Designers and researchers from Royal Melbourne Institute of Technology (RMIT) have developed a font proven to help students remember more effectively when reviewing study notes. Journalist Sara El Sayed explores the innovation.
Sans Forgetica has been designed using principles of psychology to improve retention of written information and to assist students in the lead-up to their exams.
Creating ‘desirable difficulty’
With ‘clean’ and ‘smooth’ typefaces seen as less effective in helping a reader retain information, developers of Sans Forgetica sought to capture the reader’s attention by disrupting the flow of individual letters.
The font works to create ‘desirable difficulty’, which involves using a ‘considerable but desirable’ amount of effort when reading, therefore improving retention and recall of information.
Sans Forgetica’s visual distinctiveness causes readers to spend more time on each word, thus enhancing retention of information.

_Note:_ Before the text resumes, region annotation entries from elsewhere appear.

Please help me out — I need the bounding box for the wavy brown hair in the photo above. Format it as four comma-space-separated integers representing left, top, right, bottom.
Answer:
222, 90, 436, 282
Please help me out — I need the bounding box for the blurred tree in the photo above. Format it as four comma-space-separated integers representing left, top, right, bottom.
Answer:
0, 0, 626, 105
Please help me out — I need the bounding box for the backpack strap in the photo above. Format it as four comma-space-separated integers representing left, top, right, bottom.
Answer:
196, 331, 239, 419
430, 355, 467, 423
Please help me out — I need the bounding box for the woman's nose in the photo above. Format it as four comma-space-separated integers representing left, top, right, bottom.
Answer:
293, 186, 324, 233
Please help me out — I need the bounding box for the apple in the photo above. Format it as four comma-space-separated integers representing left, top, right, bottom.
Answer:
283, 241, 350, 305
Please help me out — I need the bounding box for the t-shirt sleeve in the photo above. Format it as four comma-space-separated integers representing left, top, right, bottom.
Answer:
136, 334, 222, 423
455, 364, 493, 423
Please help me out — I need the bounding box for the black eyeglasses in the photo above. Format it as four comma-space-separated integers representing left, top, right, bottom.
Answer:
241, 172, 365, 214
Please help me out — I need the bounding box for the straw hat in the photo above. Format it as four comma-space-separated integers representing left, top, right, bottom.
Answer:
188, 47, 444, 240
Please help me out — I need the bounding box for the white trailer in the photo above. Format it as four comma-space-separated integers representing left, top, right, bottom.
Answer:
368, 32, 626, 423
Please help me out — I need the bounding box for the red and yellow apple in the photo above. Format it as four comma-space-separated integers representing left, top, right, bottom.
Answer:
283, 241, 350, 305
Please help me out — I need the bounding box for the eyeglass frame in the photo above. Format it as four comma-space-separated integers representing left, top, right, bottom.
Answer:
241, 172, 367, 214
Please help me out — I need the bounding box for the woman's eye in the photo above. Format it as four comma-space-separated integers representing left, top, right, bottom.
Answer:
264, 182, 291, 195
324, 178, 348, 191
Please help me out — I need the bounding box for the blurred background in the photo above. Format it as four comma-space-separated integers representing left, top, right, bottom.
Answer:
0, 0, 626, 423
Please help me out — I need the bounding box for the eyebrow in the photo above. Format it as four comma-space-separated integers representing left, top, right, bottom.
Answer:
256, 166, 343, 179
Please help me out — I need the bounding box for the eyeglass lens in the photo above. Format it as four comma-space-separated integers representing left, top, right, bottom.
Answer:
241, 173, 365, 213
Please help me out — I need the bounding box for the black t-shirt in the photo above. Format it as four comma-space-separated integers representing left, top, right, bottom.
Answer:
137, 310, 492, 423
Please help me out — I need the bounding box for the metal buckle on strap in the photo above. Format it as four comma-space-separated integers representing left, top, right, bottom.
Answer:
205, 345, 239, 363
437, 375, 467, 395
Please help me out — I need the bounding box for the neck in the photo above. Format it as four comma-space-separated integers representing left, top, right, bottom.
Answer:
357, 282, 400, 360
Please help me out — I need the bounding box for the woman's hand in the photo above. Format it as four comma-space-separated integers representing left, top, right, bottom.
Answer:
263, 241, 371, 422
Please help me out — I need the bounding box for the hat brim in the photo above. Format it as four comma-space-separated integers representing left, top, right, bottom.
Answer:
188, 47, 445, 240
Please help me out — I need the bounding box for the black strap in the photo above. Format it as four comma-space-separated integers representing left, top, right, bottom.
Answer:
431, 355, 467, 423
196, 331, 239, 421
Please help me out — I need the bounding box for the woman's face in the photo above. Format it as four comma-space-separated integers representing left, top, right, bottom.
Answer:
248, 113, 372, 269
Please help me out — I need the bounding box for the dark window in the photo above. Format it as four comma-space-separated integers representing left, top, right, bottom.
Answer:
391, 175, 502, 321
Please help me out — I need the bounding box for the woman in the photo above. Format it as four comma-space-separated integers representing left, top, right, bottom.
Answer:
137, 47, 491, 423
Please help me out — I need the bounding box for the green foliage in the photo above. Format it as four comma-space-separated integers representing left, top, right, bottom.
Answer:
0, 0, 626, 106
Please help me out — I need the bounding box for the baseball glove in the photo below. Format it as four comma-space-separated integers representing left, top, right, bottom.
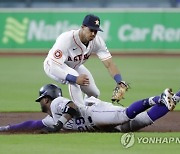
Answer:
111, 81, 129, 103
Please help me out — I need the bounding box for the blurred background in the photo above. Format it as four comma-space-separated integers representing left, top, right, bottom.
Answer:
0, 0, 180, 8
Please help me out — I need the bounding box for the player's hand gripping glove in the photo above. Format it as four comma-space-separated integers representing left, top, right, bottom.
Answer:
111, 81, 129, 103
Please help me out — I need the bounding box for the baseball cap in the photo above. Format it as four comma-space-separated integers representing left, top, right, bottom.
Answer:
82, 14, 103, 32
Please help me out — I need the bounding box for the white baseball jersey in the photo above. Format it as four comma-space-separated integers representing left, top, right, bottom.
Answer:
48, 30, 111, 69
42, 97, 130, 131
44, 29, 111, 104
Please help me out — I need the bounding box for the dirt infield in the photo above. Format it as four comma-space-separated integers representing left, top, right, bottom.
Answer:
0, 111, 180, 132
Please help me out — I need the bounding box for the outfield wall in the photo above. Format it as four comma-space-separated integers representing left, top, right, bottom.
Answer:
0, 9, 180, 52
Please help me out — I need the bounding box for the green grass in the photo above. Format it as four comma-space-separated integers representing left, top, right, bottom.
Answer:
0, 57, 180, 111
0, 133, 179, 154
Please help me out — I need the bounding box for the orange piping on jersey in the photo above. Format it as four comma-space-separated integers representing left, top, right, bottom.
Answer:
101, 56, 112, 61
50, 58, 62, 65
69, 84, 75, 102
73, 32, 84, 68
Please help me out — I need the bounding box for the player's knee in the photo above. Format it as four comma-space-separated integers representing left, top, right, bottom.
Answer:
88, 89, 100, 98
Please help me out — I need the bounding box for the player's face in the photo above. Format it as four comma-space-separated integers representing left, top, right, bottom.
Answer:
83, 26, 97, 42
39, 98, 48, 113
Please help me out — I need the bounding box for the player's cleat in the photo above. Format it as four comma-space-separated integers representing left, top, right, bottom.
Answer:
160, 88, 176, 111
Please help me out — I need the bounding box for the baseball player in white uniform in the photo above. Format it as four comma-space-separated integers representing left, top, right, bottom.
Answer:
0, 84, 180, 132
44, 14, 125, 104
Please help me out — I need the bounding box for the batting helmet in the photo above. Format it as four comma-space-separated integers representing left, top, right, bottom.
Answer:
35, 84, 62, 102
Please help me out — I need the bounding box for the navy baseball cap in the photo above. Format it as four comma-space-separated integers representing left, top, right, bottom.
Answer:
82, 14, 103, 32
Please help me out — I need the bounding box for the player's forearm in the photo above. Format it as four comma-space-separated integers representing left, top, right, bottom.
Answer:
103, 58, 122, 83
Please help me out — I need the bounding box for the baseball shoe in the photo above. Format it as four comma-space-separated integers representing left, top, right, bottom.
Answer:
160, 88, 176, 111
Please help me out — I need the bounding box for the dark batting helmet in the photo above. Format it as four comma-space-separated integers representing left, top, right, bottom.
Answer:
35, 84, 62, 102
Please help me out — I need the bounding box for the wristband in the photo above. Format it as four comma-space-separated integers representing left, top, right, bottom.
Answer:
114, 74, 122, 84
66, 74, 77, 83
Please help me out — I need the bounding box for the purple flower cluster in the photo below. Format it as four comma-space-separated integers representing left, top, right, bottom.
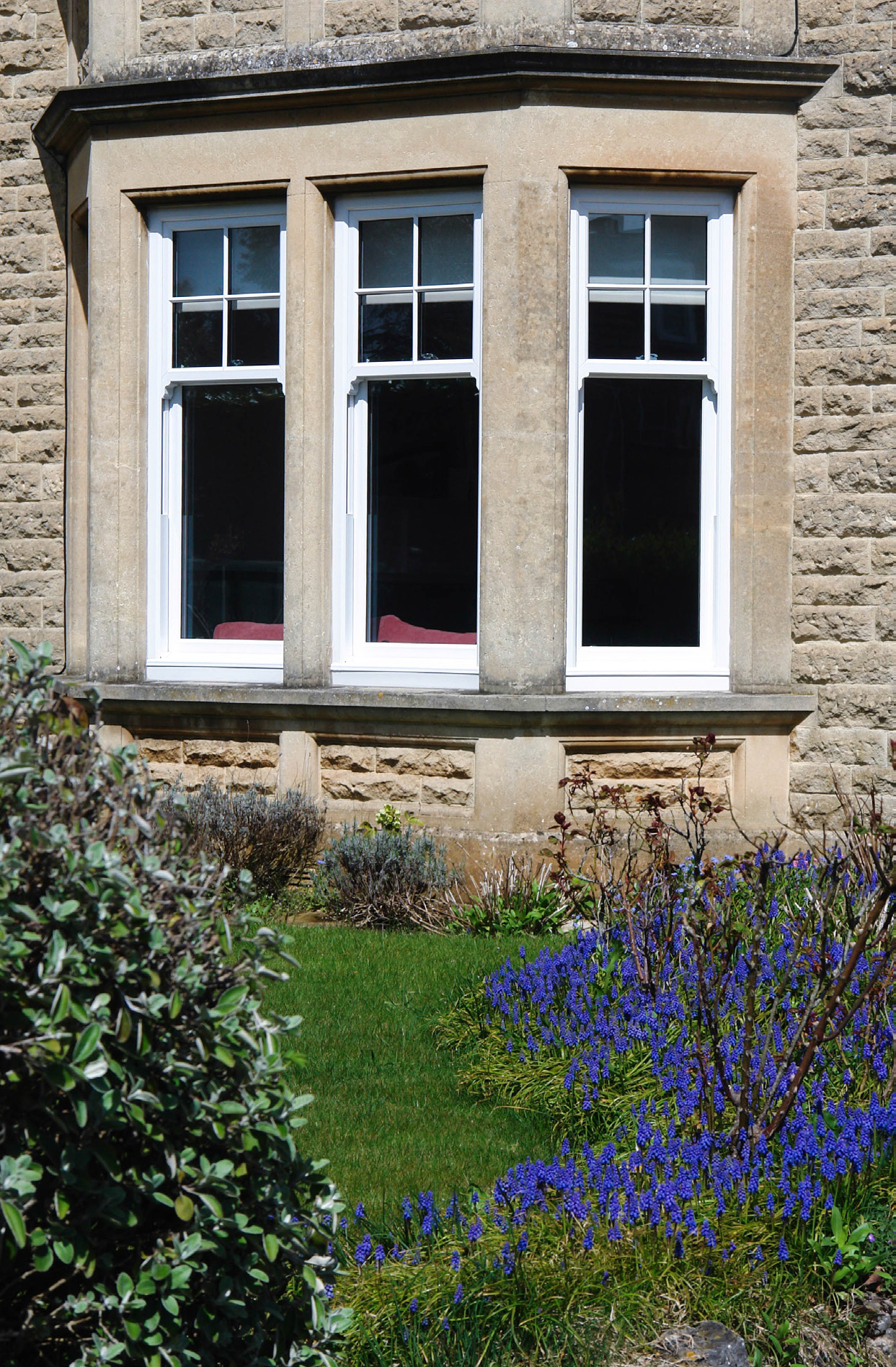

Dr Janneke Blijlevens and Dr Jo Peryman of RMIT’s Behavioural Business Lab collaborated with typographer Stephen Banham in developing the font.
Dr Blijlevens said participants in the research trial initially indicated that they found the text more difficult to read, thinking this may have impaired their memory; however, results showed that people’s memory improved when presented with words in Sans Forgetica.
“This indicates that, as the desirable difficulty principle suggests, people have to put in more effort to read in Sans Forgetica. They may have the impression that it is not conducive to learning, but in reality, it is,” said Dr Blijlevens.
“Since we launched Sans Forgetica – for free use to everyone – we have received many emails from people saying they find it works well for them.
“We have even had people with dyslexia write to us saying it has helped them a lot.
“We are hoping to look into the use of the font in helping people with dyslexia further in future research.”
Your students may benefit
The study tested the font with students aged 18–25; however, Dr Blijlevens noted that the effect should not differ significantly for a younger generation.
“The mechanisms behind the design of this font are based on prior research specifically studying the principle of desirable difficulty with high school students.
“We are looking forward to testing this in a high school environment and are working with a team to commence that research, hopefully, in 2019.”
How to use Sans Forgetica
The font is best used as a tool to highlight key passages that students want to remember.
“We found that specific smaller sections of text highlighted in Sans Forgetica were remembered seven percentage points more than when all of the text was presented in plain Arial,” Dr Blijlevens said.
“An example of how to use Sans Forgetica could be by converting your own notes of the study material in flash cards and use those to repeat and memorise key pieces of information.”
The tool may also be helpful is assisting students memorise oral presentation notes.
The font can be used by most programs across both Mac and PC, and is also available as a Google Chrome browser extension – to convert text on websites.